Managing retirement savings in down markets

3. Rebalance your portfolio 

"No tree grows to the sun." Rebalancing your portfolio involves pruning your winning positions and using that money to buy into underperforming assets at regular intervals to bring you back to your target asset allocation.

Calendar rebalancing takes place on a periodic basis, whether quarterly or annually. Percentage-of-portfolio rebalancing takes place when an asset group is over or under the target asset allocation by a stated percentage amount. For example, if you're targeting stocks to be 50 percent of your portfolio and they currently represent 35 percent of your portfolio, you would need to reallocate your portfolio, bringing stocks back to 50 percent of your portfolio valuation.

In tax-advantaged retirement accounts, the tax impact of rebalancing is minimal. Consider rebalancing based on the asset allocation of all your investments and look to minimize the tax impact of changes by managing asset allocations across taxable and tax advantaged accounts. For example, you may want to keep investments taxed at ordinary rates, such as certain bonds, in your retirement account, while other investments taxed at favorable long-term capital gains rates might be kept in your taxable account.

4. Consider investment choices 

If you don't like the investment choices in your 401(k) or 403(b) plan, then work with your plan sponsor to change them. Plan sponsors are becoming increasingly receptive to feedback from participants.
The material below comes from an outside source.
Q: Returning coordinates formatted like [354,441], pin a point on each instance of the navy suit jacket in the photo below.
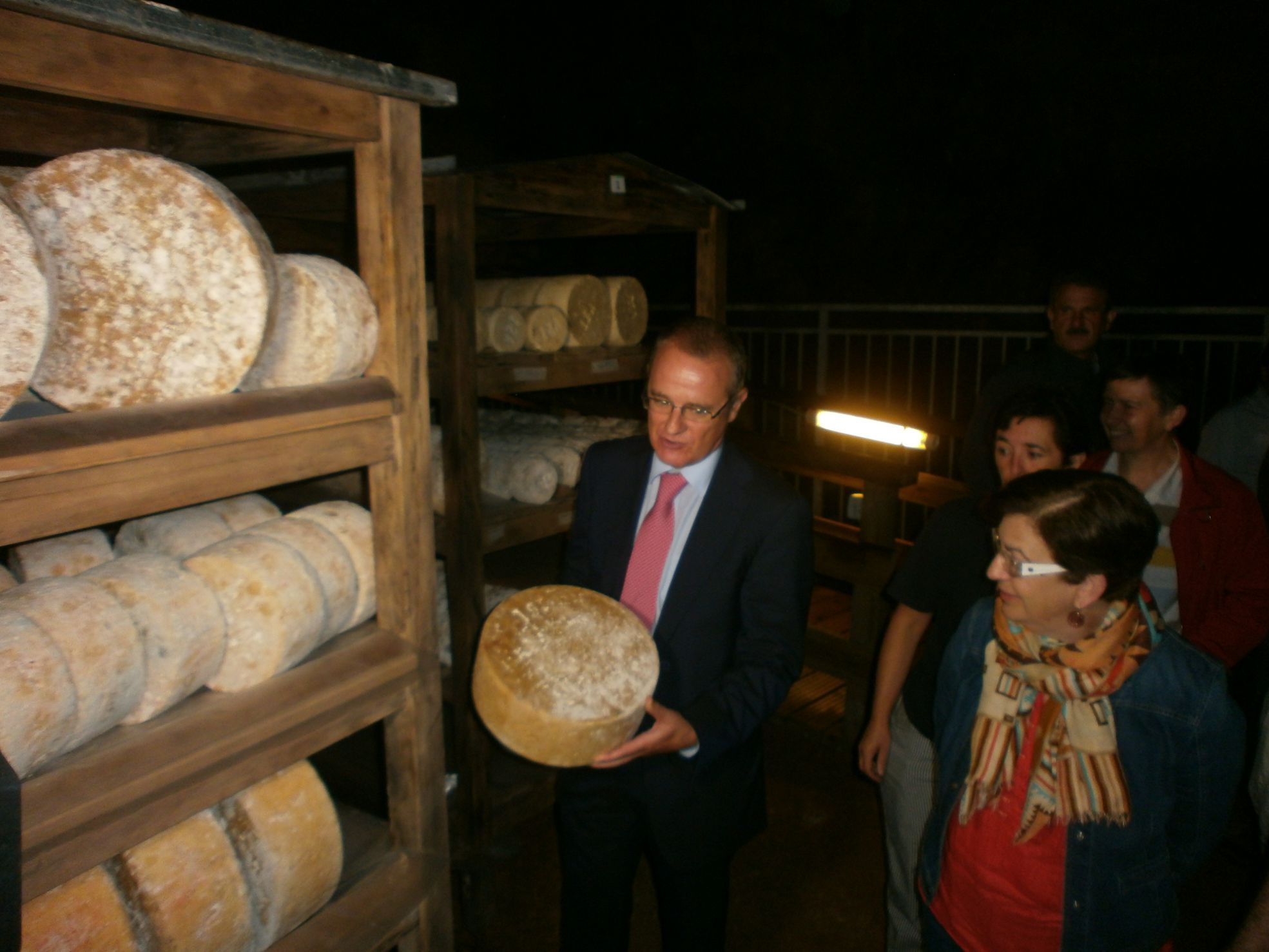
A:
[730,632]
Beyond choices, you also want to consider the annual fees and expenses associated with investing in the plan. Fees and expenses will always be part of the equation, but you don't want an excessive drag on your investment returns. In recent months, regulators have focused on the issue of plan fee disclosure due in part to the spate of lawsuits filed by plan participants.

5. Determine your risk tolerance 

Know how you feel about risk in investing. The "Investment Risk Tolerance Quiz" offered by Rutgers' New Jersey Agricultural Experiment Station, can give you a quick read on your risk tolerance. It's a quantitative approach to the "sleep number" test discussed by David Stevens in the Bankrate feature, "8 tips for investing in hard times."
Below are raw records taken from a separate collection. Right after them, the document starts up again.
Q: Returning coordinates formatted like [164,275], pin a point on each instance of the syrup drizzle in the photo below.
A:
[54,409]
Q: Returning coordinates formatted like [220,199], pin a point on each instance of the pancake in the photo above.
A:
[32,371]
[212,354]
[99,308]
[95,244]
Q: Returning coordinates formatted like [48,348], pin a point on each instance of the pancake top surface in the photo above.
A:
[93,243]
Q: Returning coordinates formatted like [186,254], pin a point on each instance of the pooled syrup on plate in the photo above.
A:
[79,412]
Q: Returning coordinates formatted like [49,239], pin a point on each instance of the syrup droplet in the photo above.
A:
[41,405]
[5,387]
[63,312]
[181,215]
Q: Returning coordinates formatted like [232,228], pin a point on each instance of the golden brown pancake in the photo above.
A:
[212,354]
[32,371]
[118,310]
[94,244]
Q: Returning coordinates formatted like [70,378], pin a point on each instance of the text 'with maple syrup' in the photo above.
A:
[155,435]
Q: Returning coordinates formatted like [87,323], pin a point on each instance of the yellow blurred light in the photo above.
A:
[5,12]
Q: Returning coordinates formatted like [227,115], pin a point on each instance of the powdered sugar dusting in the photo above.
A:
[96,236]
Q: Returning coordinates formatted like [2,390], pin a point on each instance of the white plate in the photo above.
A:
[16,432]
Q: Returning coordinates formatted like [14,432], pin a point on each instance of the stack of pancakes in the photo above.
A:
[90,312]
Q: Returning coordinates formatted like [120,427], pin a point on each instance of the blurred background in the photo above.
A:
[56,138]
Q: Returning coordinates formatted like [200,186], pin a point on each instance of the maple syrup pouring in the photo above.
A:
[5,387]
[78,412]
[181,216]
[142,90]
If you find yourself tossing and turning at night, and it's not your mattress but rather the markets keeping you awake, then it's time to dial down the risk of your portfolio.
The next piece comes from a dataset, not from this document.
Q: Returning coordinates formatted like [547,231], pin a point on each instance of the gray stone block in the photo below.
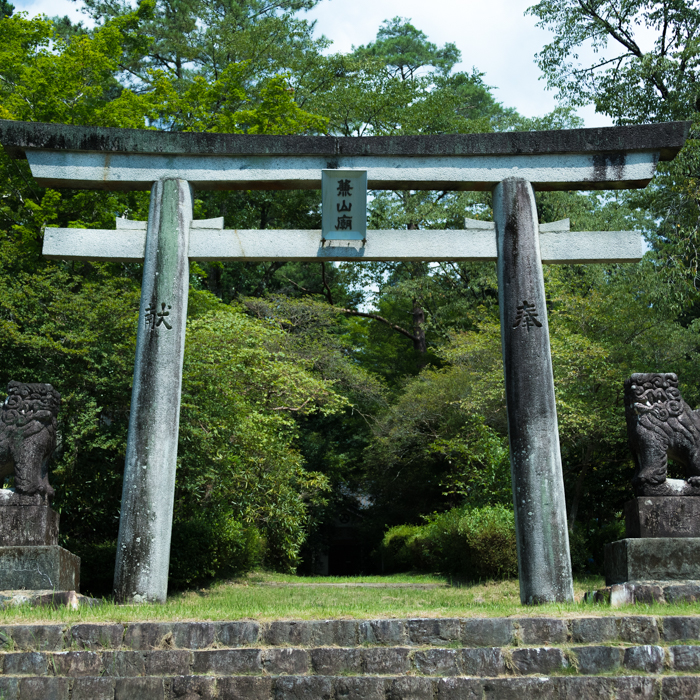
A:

If you're not willing to take on much risk, then you should expect to contribute a higher percentage of your income to your retirement investments. There's a trade-off between the willingness to accept risk in investing and the returns you can expect from investing. It's easy to focus on the safety of principal invested, but you have to also be concerned about earning a high enough return to have that principal's purchasing power increase with inflation. If your investments can't keep pace with inflation, then you will fall behind in meeting your retirement goals.